Сальваторъ, дотолѣ бывшій спокойнымъ и слушавшій внимательно, вдругъ былъ смущенъ однимъ вопросомъ, живо занимавшимъ его. Если Корнелія была единственнымъ ребенкомъ, то кто же такой молодой человѣкъ, участвующій въ проводахъ, на видъ бывшій старше дѣвушки? Живописецъ справлялся, но никто не зналъ этого юноши. Во всякомъ случаѣ онъ долженъ былъ принадлежать къ фамиліи мужа покойной, ибо одѣвался поиспански; какъ же онъ очутился здѣсь, принимая участіе въ похоронахъ. Сальваторъ чувствовалъ, какъ судорожно сжималось его сердце отъ мысли, что испанскіе родственники заранѣе позаботятся обручить прелестную Корнелію съ человѣкомъ изъ ихъ круга.

Сальваторъ все ждалъ, пока родственники покойной отплывутъ въ Неаполь. Тайно наблюдалъ онъ за этимъ отъѣздомъ, и когда его взоръ нечаянно остановился на Корнеліи, онъ забылъ все остальное. Его взоры опять встрѣтились со взорами молодого человѣка, и между ними снова сверкнула молнія ненависти. Живописецъ все-таки имѣлъ, на столько спокойной разсудительности, чтобы подавить свои чувства.
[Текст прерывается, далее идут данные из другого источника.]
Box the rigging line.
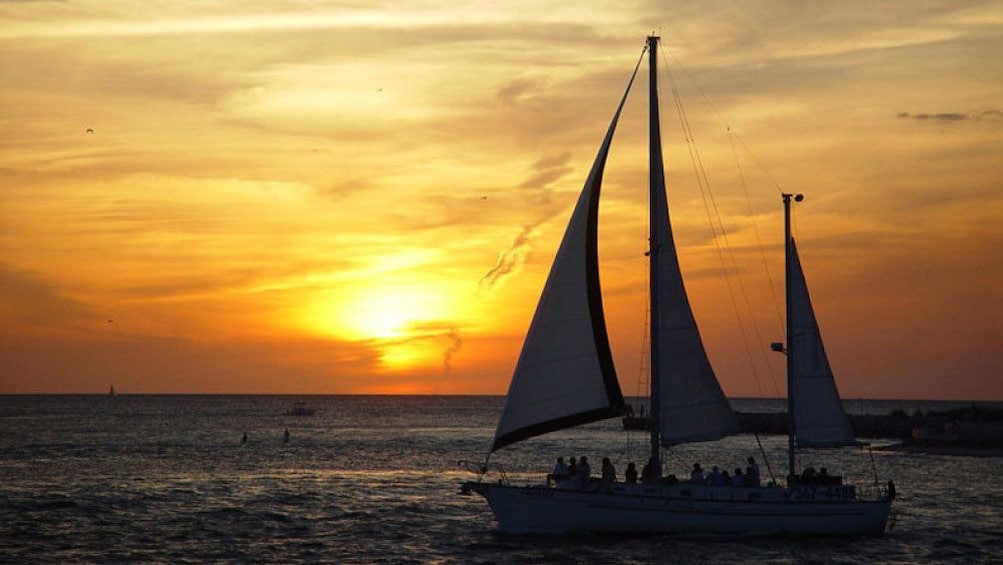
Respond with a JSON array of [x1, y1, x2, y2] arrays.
[[728, 127, 783, 334], [663, 51, 783, 194], [662, 50, 783, 379], [718, 134, 783, 396], [665, 53, 779, 396]]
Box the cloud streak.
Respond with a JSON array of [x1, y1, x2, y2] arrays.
[[898, 109, 1003, 122]]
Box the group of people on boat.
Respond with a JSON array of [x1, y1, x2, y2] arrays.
[[547, 456, 621, 489], [547, 456, 762, 489], [690, 457, 762, 487]]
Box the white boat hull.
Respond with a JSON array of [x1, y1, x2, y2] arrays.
[[463, 483, 892, 536]]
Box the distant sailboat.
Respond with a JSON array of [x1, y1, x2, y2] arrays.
[[462, 37, 895, 535]]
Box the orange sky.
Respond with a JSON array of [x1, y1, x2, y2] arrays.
[[0, 0, 1003, 399]]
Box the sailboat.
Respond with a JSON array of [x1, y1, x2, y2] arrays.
[[461, 36, 895, 535]]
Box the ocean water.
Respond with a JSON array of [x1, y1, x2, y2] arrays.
[[0, 395, 1003, 563]]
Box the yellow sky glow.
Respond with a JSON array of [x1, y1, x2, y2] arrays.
[[0, 0, 1003, 399]]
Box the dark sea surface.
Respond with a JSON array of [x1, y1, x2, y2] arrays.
[[0, 395, 1003, 563]]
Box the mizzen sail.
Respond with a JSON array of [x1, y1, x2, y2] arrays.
[[787, 238, 858, 448], [491, 55, 641, 452]]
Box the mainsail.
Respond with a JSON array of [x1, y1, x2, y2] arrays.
[[787, 238, 858, 448], [649, 38, 738, 449], [491, 55, 641, 452]]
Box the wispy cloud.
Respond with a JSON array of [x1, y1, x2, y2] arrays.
[[478, 153, 573, 290], [898, 110, 1003, 121]]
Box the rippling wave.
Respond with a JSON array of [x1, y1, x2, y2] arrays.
[[0, 395, 1003, 563]]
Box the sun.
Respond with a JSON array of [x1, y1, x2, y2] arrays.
[[300, 280, 462, 370]]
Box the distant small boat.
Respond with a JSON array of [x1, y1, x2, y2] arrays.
[[284, 402, 317, 415]]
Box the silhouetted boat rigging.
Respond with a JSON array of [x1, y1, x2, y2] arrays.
[[462, 36, 895, 535]]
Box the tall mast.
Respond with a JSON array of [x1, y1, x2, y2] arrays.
[[648, 35, 665, 478], [781, 193, 804, 485]]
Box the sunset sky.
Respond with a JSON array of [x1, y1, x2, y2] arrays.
[[0, 0, 1003, 399]]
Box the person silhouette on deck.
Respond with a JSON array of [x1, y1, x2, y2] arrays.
[[624, 462, 637, 485], [578, 456, 592, 489]]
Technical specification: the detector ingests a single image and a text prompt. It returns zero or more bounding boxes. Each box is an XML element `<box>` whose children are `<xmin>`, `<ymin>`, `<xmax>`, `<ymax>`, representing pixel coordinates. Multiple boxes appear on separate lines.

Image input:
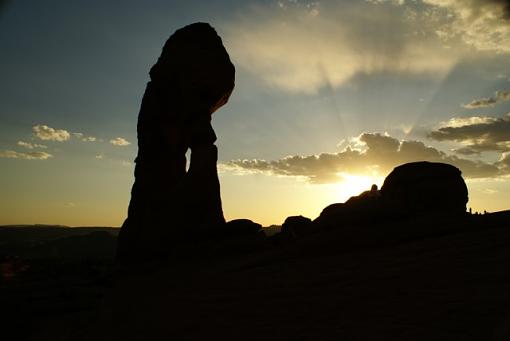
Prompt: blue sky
<box><xmin>0</xmin><ymin>0</ymin><xmax>510</xmax><ymax>226</ymax></box>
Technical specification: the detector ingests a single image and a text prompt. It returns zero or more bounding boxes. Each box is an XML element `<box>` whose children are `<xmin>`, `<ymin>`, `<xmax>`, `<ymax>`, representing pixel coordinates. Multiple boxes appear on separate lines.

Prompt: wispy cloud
<box><xmin>0</xmin><ymin>150</ymin><xmax>53</xmax><ymax>160</ymax></box>
<box><xmin>463</xmin><ymin>90</ymin><xmax>510</xmax><ymax>109</ymax></box>
<box><xmin>32</xmin><ymin>124</ymin><xmax>71</xmax><ymax>142</ymax></box>
<box><xmin>225</xmin><ymin>0</ymin><xmax>463</xmax><ymax>93</ymax></box>
<box><xmin>110</xmin><ymin>137</ymin><xmax>131</xmax><ymax>147</ymax></box>
<box><xmin>16</xmin><ymin>141</ymin><xmax>48</xmax><ymax>149</ymax></box>
<box><xmin>429</xmin><ymin>114</ymin><xmax>510</xmax><ymax>155</ymax></box>
<box><xmin>73</xmin><ymin>133</ymin><xmax>98</xmax><ymax>142</ymax></box>
<box><xmin>221</xmin><ymin>133</ymin><xmax>502</xmax><ymax>183</ymax></box>
<box><xmin>423</xmin><ymin>0</ymin><xmax>510</xmax><ymax>53</ymax></box>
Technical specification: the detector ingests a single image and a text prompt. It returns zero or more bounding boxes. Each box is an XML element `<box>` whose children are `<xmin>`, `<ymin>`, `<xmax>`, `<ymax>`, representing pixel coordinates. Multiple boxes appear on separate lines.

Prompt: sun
<box><xmin>332</xmin><ymin>173</ymin><xmax>384</xmax><ymax>202</ymax></box>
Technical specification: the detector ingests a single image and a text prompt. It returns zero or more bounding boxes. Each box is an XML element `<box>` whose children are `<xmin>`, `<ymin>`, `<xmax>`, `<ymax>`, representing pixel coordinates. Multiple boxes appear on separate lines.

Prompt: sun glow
<box><xmin>332</xmin><ymin>173</ymin><xmax>384</xmax><ymax>202</ymax></box>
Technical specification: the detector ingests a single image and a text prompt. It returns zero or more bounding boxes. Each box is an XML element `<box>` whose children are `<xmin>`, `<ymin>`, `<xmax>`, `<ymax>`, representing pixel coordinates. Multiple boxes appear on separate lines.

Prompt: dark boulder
<box><xmin>381</xmin><ymin>161</ymin><xmax>468</xmax><ymax>215</ymax></box>
<box><xmin>314</xmin><ymin>161</ymin><xmax>468</xmax><ymax>228</ymax></box>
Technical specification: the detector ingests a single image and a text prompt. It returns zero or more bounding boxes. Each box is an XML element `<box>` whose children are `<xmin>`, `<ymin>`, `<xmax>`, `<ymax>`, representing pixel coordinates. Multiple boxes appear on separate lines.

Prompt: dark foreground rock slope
<box><xmin>27</xmin><ymin>211</ymin><xmax>510</xmax><ymax>341</ymax></box>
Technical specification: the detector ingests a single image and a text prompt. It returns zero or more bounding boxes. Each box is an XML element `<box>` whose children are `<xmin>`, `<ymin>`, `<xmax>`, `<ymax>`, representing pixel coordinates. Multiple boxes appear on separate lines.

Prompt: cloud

Когда лодка скрылась изъ глазъ, онъ опять помѣстился въ старую ладью, доставившую его изъ Неаполя, и дожидался ея отплытія. Онъ очутился въ томъ же самомъ обществѣ, помѣстившись между огромными корзинами, съ верхомъ наполненными всякаго рода свѣжими овощами, земляникой, вишнями и множествомъ прелестнѣйшихъ цвѣтовъ. Монахъ также притащилъ въ ладью полную корзину драгоцѣнныхъ произведеній соррентскихъ садовъ.

Разговоръ очень естественно вертѣлся около похоронъ графини Мендоца. Всякій могъ разсказать что-нибудь относительно ея любви и ея печальной судьбы. Лучше всего разсказывалъ монахъ, понаторѣвшій въ разглагольствованіяхъ при собираніи милостыни.

-- Помоги. Святая Мадонна, чтобъ несчастіе не повторилось въ въ этой семьѣ,-- сказалъ онъ подозрительно,-- молодой синьоръ Людовико Кортези, кажется, влюбленъ въ двоюродную сестру-испанку. По крайней мѣрѣ, онъ остался при Мендоца въ то время, какъ всѣ родственники Картези простились съ испанцами при могилѣ. А все-таки онъ долженъ былъ присягнуть "Лигѣ мертвыхъ".

Эти слова возбудили большой интересъ, и опять завязался долгій разговоръ о таинственной лигѣ, каждый членъ которой ужасной присягой обязывался быть смертельнымъ врагомъ всѣхъ испанцевъ, долженъ былъ ненавидѣть ихъ и вредить имъ, какъ только возможно, не завязывая съ нимъ никакихъ дружескихъ или вообще близкихъ, интимныхъ отношеній. Многіе дворяне и художники наряду съ простолюдинами принадлежали къ этому тайному обществу и были обязаны надзирать другъ за другомъ. Кто измѣнялъ своей присягѣ, того общество смертельно наказывало. Сальваторъ слушалъ молча. Онъ узналъ теперь имя противника, зналъ съ кѣмъ будетъ имѣть дѣло, намѣреваясь достичь цѣли, столь сильно занимавшей всѣ его помыслы и страстно волновавшей его сердце.